Currently there are two tools, one that uses the power of regular expressions to search and extract from the documents text content, and one that extract documents page media size information.

The Search in text content is a tool that runs a user defined regular expression against the document text content, exporting the text that validate the regular expressions rules to the user defined document metadata fields, or to an external text or .csv file.

Regular expressions are a very advanced text search technique that validate user defined pattern rules to the text being processed, in order to isolate and extract text with the required characteristics. Regular expressions syntax is a very exhaustive subject, not discussed here. Even so, there is plenty information about this subject on the Internet.

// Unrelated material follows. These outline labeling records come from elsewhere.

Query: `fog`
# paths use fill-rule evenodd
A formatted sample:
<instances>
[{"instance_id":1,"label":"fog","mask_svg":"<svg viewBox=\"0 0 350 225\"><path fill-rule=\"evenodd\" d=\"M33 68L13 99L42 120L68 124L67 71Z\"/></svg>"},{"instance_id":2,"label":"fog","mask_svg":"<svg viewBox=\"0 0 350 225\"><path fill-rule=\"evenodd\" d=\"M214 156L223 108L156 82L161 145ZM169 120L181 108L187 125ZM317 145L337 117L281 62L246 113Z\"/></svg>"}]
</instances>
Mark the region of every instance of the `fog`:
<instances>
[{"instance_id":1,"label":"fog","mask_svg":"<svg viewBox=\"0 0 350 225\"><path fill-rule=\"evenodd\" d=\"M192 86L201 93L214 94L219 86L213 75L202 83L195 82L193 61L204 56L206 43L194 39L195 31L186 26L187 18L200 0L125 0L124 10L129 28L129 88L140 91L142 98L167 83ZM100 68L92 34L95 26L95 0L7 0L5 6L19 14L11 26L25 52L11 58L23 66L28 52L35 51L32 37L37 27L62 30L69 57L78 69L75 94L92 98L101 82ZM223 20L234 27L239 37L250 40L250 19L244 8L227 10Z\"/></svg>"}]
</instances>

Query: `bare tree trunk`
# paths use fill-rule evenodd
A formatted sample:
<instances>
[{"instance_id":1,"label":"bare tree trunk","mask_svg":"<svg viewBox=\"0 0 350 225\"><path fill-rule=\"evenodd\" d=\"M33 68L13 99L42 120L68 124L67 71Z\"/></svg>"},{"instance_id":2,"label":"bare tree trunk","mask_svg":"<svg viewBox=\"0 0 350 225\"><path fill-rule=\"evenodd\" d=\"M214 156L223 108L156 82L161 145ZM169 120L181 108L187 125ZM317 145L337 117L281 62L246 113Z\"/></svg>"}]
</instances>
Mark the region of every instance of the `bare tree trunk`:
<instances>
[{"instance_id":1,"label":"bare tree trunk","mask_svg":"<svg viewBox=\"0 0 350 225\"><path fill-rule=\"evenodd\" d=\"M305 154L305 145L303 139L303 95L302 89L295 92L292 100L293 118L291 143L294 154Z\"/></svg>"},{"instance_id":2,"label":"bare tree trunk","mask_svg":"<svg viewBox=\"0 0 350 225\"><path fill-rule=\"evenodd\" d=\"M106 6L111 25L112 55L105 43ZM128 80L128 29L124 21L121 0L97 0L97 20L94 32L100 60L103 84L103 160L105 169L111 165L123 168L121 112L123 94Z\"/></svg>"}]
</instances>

Because this technique works with text patterns, this tool is useful for when we have more than one document with same text content characteristics, making it possible to define a regular expression, valid for all. Defining a regular expression that is able to extract a given text pattern is a difficult task, and in some cases impossible. Definitively, not easy for inexperienced users.

The above image red rectangle enclosed button, the library button, provides access to some default defined, regular expression, to extract ISBN and DOI numbers, and e-mail and URL addresses, so this can be a useful tool even for those who don't want to start learning regular expressions.

The other tool, the Get pages sizes, is used to extract PDF documents pages media sizes information. A PDF document page can have defined a set of different page boundaries, used to define the page size and some other more technical boundaries employed to conform the page content.

Because same PDF document can have more than one page size, the tool will extract the minimum, maximum and average values of these boxes width and height variables, and also the total area of that selected to extract boundary box. There is also the possibility to define the units to use and to where to extract these values (to the document metadata fields, or to an external text or .csv file).